Abstract
Sanfilippo syndrome (Mucopolysaccharidosis type III, or MPS III) is an inherited neurodegenerative disorder resulting from mutations in genes encoding lysosomal enzymes that sequentially degrade heparan sulfate. Currently, there are no approved treatments and life expectancy is <20 years. The two most common subtypes are MPS IIIA and IIIB, caused by mutations in N-sulfoglucosamine sulfohydrolase (SGSH) and α-N-acetylglucosaminidase (NAGLU), respectively.
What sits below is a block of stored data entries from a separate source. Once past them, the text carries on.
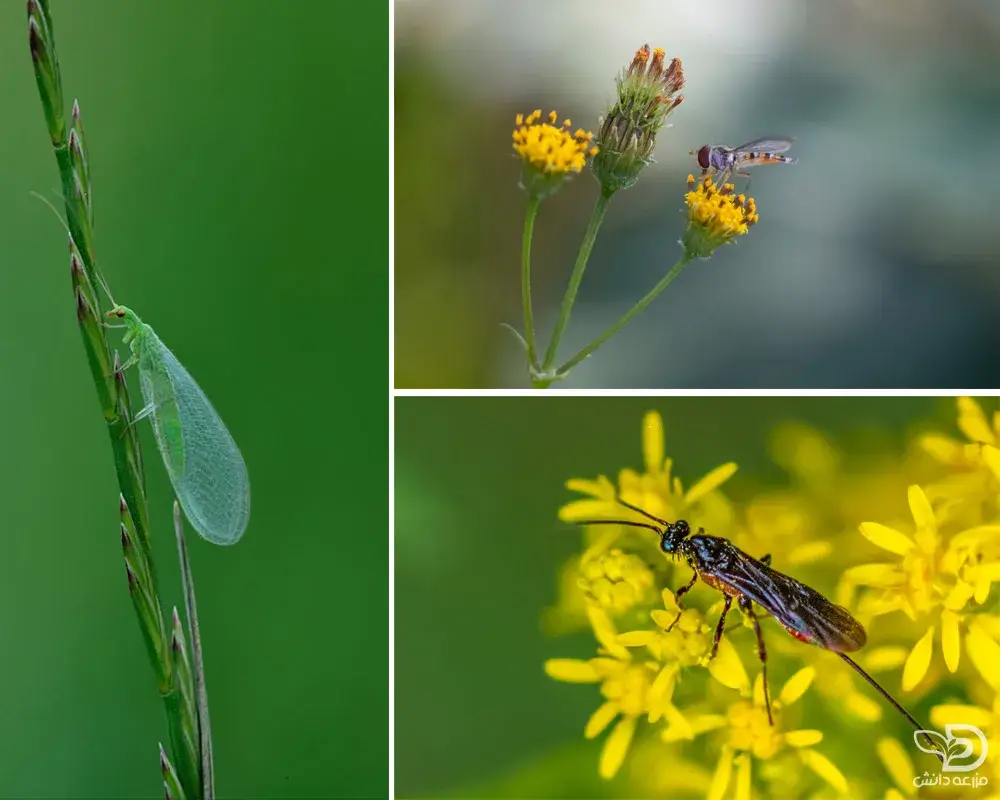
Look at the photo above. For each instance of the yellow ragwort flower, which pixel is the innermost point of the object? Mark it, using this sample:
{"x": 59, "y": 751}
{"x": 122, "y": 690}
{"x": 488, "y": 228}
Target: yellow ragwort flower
{"x": 687, "y": 643}
{"x": 550, "y": 152}
{"x": 930, "y": 580}
{"x": 715, "y": 216}
{"x": 615, "y": 580}
{"x": 751, "y": 735}
{"x": 625, "y": 684}
{"x": 655, "y": 490}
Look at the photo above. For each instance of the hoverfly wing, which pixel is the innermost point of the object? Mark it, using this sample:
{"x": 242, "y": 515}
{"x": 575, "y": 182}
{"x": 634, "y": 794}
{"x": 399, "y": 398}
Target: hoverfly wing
{"x": 770, "y": 144}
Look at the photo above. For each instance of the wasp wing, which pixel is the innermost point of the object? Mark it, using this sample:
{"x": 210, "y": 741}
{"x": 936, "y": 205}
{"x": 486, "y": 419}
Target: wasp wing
{"x": 802, "y": 611}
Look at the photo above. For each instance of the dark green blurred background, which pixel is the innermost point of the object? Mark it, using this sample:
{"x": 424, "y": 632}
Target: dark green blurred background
{"x": 238, "y": 158}
{"x": 875, "y": 260}
{"x": 478, "y": 484}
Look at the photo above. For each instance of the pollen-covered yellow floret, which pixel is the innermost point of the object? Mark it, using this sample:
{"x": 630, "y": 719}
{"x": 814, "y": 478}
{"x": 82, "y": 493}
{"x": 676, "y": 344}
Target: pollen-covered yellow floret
{"x": 722, "y": 214}
{"x": 550, "y": 148}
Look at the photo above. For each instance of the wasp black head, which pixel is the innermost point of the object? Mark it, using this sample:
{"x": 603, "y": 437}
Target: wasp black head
{"x": 673, "y": 534}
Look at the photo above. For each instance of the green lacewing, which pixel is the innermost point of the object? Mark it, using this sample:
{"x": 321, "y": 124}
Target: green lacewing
{"x": 204, "y": 464}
Fluorogenic substrates based on a 4-methylumbelliferyl aglycone for both SGSH and NAGLU are critical components of cell-based assays used in drug screening efforts for MPS IIIA and IIIB. However, the reported syntheses suffer from low yields due to poor α-selectivity in the key aromatic glycosylation step. Herein we report new, efficient syntheses of both substrates featuring a completely α-selective glycosylation via the use of a thioglycoside donor pre-activated with diphenyl sulfoxide/triflic anhydride. We also demonstrate the utility of these substrates for quantitating SGSH and NAGLU activity in tissues from MPS IIIA or IIIB mice.
Supplementary materials
Title
NMR data for compounds synthesized.
Description
Copies of 1H, 13C, COSY and HSQC NMR spectra for synthesized compounds.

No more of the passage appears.